Lecture 02
For today you should:
1) Read Chapter 2 of Think Stats 2e on NB.
2) Watch Jake Porway at TEDx
Today:
1) Chapter 1 discussion
2) Project descriptions
3) Chapter 2 discussion
For next time you should:
1) Read the project descriptions and fill in the survey. The deadline is Monday at 9am.
2) Read Chapter 3 of Think Stats 2e
Check out this AMA.
Quiz Tuesday on Chapters 1 through 3.
Project descriptions
Factors you might want to consider:
Known liaison?
Confidence in data?
Alignment of data with questions
Domain knowledge?
Stats beyond the scope of the class?
Potential for impact / social good
Venue for publication?
Chapter 2
Distribution: map from possible values to their probabilities.

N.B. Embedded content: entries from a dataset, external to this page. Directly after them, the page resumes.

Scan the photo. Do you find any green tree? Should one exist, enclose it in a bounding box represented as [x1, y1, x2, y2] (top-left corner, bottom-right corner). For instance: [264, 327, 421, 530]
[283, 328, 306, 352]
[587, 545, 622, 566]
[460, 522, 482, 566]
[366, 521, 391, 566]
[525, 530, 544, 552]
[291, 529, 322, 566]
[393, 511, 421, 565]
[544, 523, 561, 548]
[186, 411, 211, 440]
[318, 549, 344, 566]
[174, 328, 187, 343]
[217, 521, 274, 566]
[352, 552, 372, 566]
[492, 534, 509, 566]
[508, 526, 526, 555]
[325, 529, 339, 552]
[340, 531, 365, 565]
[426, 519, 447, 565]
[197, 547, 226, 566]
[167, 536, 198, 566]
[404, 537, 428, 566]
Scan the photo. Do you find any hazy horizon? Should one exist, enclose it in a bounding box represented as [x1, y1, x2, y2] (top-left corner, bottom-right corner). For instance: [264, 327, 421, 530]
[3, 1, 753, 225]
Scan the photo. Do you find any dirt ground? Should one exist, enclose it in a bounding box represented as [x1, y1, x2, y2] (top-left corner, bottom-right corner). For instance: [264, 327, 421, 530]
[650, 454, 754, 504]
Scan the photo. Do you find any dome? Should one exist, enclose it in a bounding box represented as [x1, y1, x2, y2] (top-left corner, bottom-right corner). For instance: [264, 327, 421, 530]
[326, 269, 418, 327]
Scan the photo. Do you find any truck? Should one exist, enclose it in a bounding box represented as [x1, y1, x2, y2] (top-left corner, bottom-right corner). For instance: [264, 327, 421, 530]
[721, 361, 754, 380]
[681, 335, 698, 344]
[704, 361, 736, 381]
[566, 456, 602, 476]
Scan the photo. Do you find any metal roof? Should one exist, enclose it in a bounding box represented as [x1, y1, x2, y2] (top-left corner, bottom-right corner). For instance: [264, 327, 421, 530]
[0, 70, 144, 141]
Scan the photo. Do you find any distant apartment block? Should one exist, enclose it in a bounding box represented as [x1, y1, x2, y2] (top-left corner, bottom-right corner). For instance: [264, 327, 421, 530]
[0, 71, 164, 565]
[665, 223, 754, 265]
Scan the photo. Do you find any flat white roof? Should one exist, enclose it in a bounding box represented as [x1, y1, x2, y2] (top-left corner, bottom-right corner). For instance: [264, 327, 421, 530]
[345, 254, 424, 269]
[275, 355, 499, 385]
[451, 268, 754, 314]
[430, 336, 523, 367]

"map" can mean a Python dictionary, other map type, function, or callable.
Histogram is a wrapper around a Python dictionary, maps from "values" to frequencies or counts.
thinkplot is a wrapper around matplotlib that knows about the classes in thinkstats2.
How would you describe these distributions?
Some of the characteristics we might want to report are:
central tendency: Do the values tend to cluster around a particular point?
modes: Is there more than one cluster?
spread: How much variability is there in the values?
tails: How quickly do the probabilities drop off as we move away from the modes?
outliers: Are there extreme values far from the modes?
Exercise: What's up with the bumps in the distribution of prglngth?
1) Print the value_counts for this variable and see if you can identify a pattern.
2) Find the documentation of this variable, and generate possible explanations.
Summary statistics
Obvious examples: mean and variance.
What's the difference between variance and standard deviation, and why would we prefer one or the other?
Effect size: a summary statistic intended to communicate the size of an effect: difference in mean, risk ratio, odds ratio.
Exercises:
1) Based on the results in this chapter, suppose you were asked to summarize what you learned about whether first babies arrive late.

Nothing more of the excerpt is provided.